Let’s assume that our desired outcome is flowing from turn to turn and that it is a good thing when skiing down the hill. Let’s also assume that flow means the coordinated movements of our bodies relative to our skis, with few, if any, major rebalancing or erratic movements to change direction and continue down the hill.
In the purest sense of these terms as goals, to achieve this we need to align our center of mass over our point of contact in such a way as to direct balance to the outside ski and resist all of the external forces pushing and pulling on us. In other words: We need to keep our feet between us and the snow, and not fall down.
As an aside, I use the words “over” and “under” in a frame of reference where my ski edges are always “down” and my center of mass is always “up.”
So, what does all of that have to do with “counter, square and getting a grip?” Everything.
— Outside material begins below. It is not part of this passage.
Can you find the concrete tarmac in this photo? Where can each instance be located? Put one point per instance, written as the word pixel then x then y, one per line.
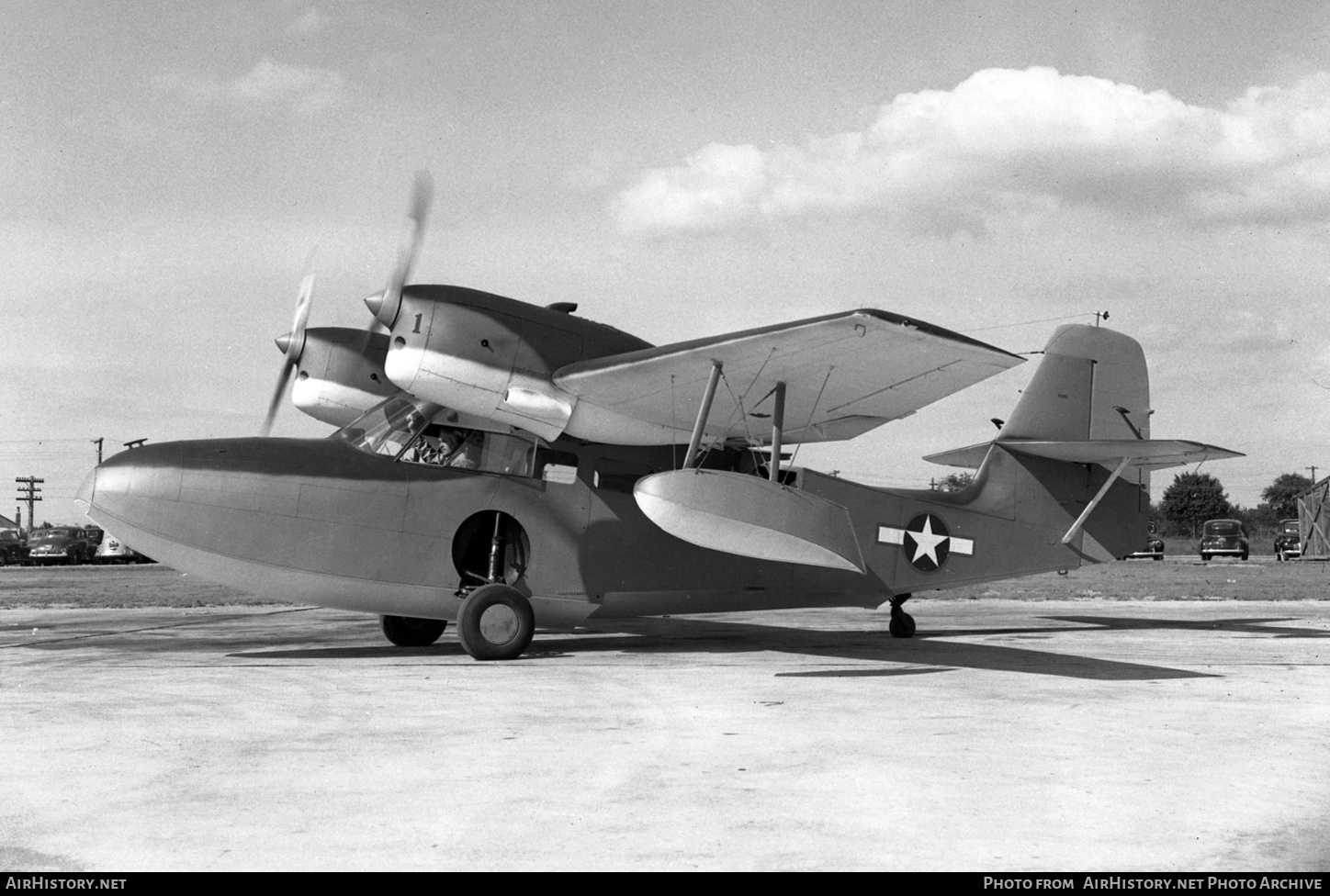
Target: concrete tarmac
pixel 1006 736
But it’s actually quite simple: you just have to be moving in the right direction. Let’s start with the picture of Kate “ripping” (see Figure 1) from her Snow Pro Tip (Winter 2009 NW Snowsports Instructor, page 13). Kate appears to be balancing over her outside ski, roughly in the middle of a turn, in the fall line and, if I know Kate, skiing fast. Let’s assume she is modeling good skiing – umm … yes, definitely! Let’s now go ahead and make some basic calculations based on a few more assumptions and determine how far to the inside her center of mass is from her outside edge in this photo.
First, how tall is Kate? I could measure her, but I just asked her. She is five-feet five-inches tall or 65 inches or 165cm. Note: 1 inch = 2.54 cm. OK, let’s draw some lines (see Figure 1).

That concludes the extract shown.